The first table lists the base quantities used in the International System of Units to define the physical dimension of physical quantities for dimensional analysis. Note that the angle and solid angle are included in this list but are actually dimensionless quantities. The second table list the other physical quantities.
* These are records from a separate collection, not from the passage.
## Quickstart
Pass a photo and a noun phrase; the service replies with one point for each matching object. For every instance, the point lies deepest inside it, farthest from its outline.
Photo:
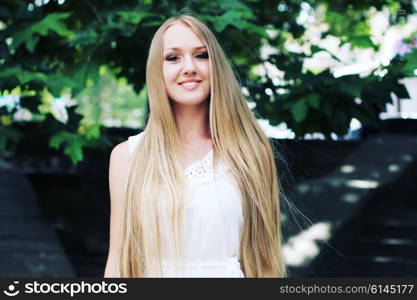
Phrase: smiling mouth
(189, 86)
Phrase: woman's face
(185, 59)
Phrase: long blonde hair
(155, 179)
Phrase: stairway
(382, 240)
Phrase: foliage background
(71, 68)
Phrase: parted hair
(155, 186)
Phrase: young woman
(196, 194)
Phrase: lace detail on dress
(202, 171)
(198, 172)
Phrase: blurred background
(332, 83)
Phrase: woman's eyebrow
(177, 48)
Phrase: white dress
(213, 222)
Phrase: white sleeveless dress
(213, 222)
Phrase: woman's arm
(117, 174)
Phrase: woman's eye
(203, 55)
(171, 58)
(174, 58)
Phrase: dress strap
(133, 141)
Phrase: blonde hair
(155, 180)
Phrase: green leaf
(52, 22)
(299, 110)
(72, 142)
(361, 41)
(313, 100)
(411, 63)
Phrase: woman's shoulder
(132, 141)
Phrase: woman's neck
(192, 123)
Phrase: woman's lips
(189, 86)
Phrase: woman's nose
(189, 65)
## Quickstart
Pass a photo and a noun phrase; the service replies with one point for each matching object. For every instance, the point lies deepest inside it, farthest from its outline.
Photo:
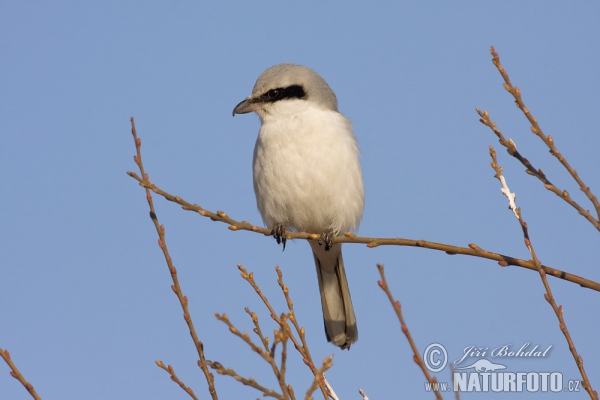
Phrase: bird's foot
(327, 239)
(278, 233)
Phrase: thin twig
(511, 149)
(558, 310)
(268, 356)
(221, 370)
(416, 355)
(302, 348)
(549, 141)
(472, 250)
(175, 379)
(319, 377)
(183, 301)
(14, 372)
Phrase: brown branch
(302, 348)
(183, 301)
(268, 356)
(175, 379)
(416, 355)
(511, 149)
(549, 141)
(558, 310)
(319, 377)
(221, 370)
(17, 375)
(472, 250)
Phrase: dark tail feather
(338, 313)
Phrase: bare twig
(558, 310)
(268, 356)
(302, 347)
(183, 301)
(511, 148)
(221, 370)
(319, 378)
(472, 250)
(416, 355)
(549, 141)
(175, 379)
(363, 394)
(14, 372)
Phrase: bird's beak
(246, 106)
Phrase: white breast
(306, 169)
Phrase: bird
(307, 178)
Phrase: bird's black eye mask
(290, 92)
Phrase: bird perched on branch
(307, 178)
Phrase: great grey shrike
(307, 178)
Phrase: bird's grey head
(283, 82)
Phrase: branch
(175, 379)
(302, 347)
(183, 301)
(472, 250)
(416, 355)
(511, 149)
(558, 310)
(549, 141)
(17, 375)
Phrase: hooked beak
(248, 105)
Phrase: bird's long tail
(338, 313)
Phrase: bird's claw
(278, 233)
(327, 238)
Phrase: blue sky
(85, 299)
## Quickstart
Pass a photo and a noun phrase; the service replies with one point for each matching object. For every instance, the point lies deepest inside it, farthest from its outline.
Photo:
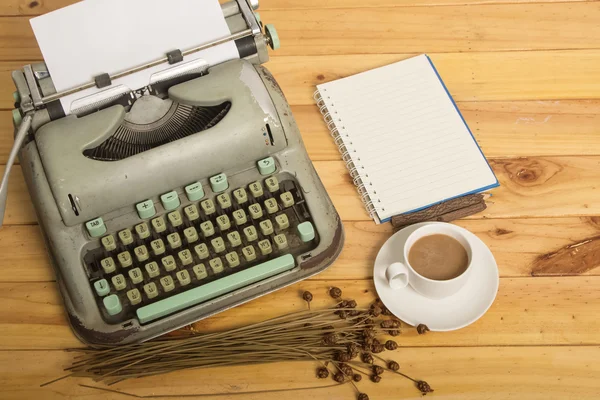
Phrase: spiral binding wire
(345, 152)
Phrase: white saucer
(450, 313)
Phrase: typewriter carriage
(68, 188)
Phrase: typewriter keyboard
(216, 243)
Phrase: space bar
(214, 289)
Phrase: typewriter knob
(272, 36)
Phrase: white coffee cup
(400, 274)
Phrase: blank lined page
(406, 138)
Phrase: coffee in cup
(437, 261)
(439, 257)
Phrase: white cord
(19, 139)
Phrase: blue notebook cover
(406, 143)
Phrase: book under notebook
(405, 142)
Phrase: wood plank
(399, 30)
(527, 311)
(517, 244)
(518, 75)
(31, 7)
(517, 128)
(425, 29)
(560, 373)
(502, 129)
(530, 187)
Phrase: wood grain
(426, 29)
(30, 7)
(527, 311)
(518, 75)
(517, 245)
(529, 187)
(386, 30)
(552, 373)
(526, 185)
(503, 129)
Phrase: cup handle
(397, 275)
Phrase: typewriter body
(166, 205)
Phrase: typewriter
(168, 204)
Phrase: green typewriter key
(167, 283)
(134, 297)
(168, 263)
(175, 218)
(271, 206)
(108, 242)
(280, 241)
(239, 216)
(249, 253)
(266, 166)
(194, 191)
(199, 271)
(272, 184)
(223, 222)
(306, 231)
(170, 201)
(218, 183)
(191, 212)
(256, 189)
(146, 209)
(96, 227)
(112, 304)
(108, 265)
(233, 259)
(287, 199)
(102, 288)
(234, 239)
(159, 225)
(136, 276)
(251, 234)
(185, 256)
(183, 277)
(208, 206)
(265, 247)
(266, 227)
(282, 221)
(216, 265)
(119, 282)
(202, 251)
(151, 290)
(224, 201)
(240, 196)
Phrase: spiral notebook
(405, 143)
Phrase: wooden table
(526, 75)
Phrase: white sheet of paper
(93, 37)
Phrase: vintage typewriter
(176, 201)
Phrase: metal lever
(19, 139)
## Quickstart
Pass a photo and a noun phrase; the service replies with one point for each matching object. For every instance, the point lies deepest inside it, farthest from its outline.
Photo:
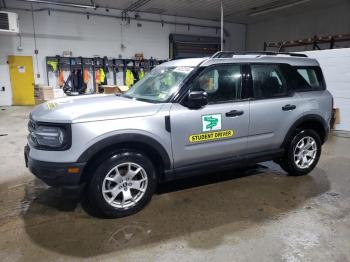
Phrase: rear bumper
(55, 174)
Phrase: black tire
(287, 162)
(94, 190)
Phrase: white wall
(335, 65)
(100, 36)
(330, 21)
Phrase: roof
(249, 58)
(286, 59)
(192, 62)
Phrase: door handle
(234, 113)
(288, 107)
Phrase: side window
(222, 83)
(311, 78)
(268, 81)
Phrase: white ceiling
(234, 10)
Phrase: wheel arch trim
(124, 138)
(305, 119)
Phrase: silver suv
(186, 116)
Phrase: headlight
(46, 137)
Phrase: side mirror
(197, 99)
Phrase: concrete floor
(257, 214)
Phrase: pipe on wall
(93, 6)
(120, 17)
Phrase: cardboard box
(42, 92)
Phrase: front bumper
(55, 174)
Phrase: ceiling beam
(92, 6)
(134, 7)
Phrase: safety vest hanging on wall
(86, 76)
(129, 78)
(141, 73)
(97, 77)
(102, 75)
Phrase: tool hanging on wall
(114, 72)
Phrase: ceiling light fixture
(277, 8)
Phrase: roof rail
(230, 54)
(223, 54)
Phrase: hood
(92, 108)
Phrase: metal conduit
(120, 17)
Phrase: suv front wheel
(122, 184)
(302, 153)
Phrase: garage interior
(255, 213)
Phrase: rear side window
(268, 81)
(309, 79)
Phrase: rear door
(274, 107)
(219, 129)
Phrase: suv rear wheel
(122, 184)
(302, 153)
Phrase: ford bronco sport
(185, 116)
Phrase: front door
(273, 109)
(22, 79)
(217, 130)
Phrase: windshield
(159, 84)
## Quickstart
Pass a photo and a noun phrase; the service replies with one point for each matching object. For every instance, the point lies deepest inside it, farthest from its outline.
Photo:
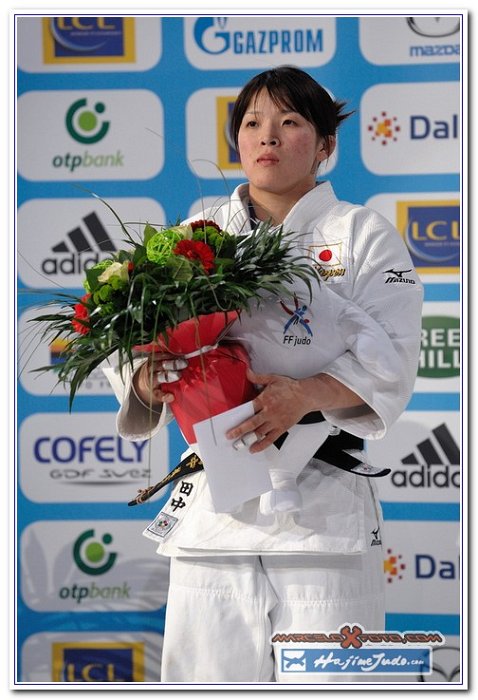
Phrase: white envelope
(234, 476)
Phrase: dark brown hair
(296, 90)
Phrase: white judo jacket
(363, 260)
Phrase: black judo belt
(342, 450)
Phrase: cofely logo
(66, 566)
(235, 42)
(75, 235)
(66, 457)
(440, 347)
(78, 142)
(91, 555)
(83, 124)
(429, 119)
(403, 40)
(85, 39)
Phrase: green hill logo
(440, 348)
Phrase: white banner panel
(90, 135)
(430, 224)
(404, 40)
(422, 567)
(218, 43)
(91, 566)
(423, 450)
(80, 458)
(411, 128)
(72, 235)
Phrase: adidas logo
(81, 248)
(437, 462)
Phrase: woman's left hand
(280, 405)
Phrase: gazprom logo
(240, 42)
(214, 36)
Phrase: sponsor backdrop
(135, 109)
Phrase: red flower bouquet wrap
(214, 380)
(176, 290)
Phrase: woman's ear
(326, 148)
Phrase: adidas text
(72, 264)
(427, 476)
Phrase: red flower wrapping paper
(214, 380)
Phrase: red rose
(196, 250)
(202, 225)
(81, 316)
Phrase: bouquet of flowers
(176, 289)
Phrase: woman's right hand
(160, 368)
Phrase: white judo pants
(223, 610)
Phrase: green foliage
(159, 293)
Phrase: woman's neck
(270, 206)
Note :- neither the names nor the symbols used for the physical quantities are international standards. Some quantities are known as several different names such as the magnetic B-field which known as the magnetic flux density, the magnetic induction or simply as the magnetic field depending on the context. Similarly, surface tension can be denoted by either σ, γ or T. The table usually lists only one name and symbol.

The final column lists some special properties some of the quantities have such as their scaling behavior (i.e. whether the quantity is intensive or extensive), their transformation properties (i.e. whether the quantity is a scalar, vector or tensor) or whether the quantity is conserved.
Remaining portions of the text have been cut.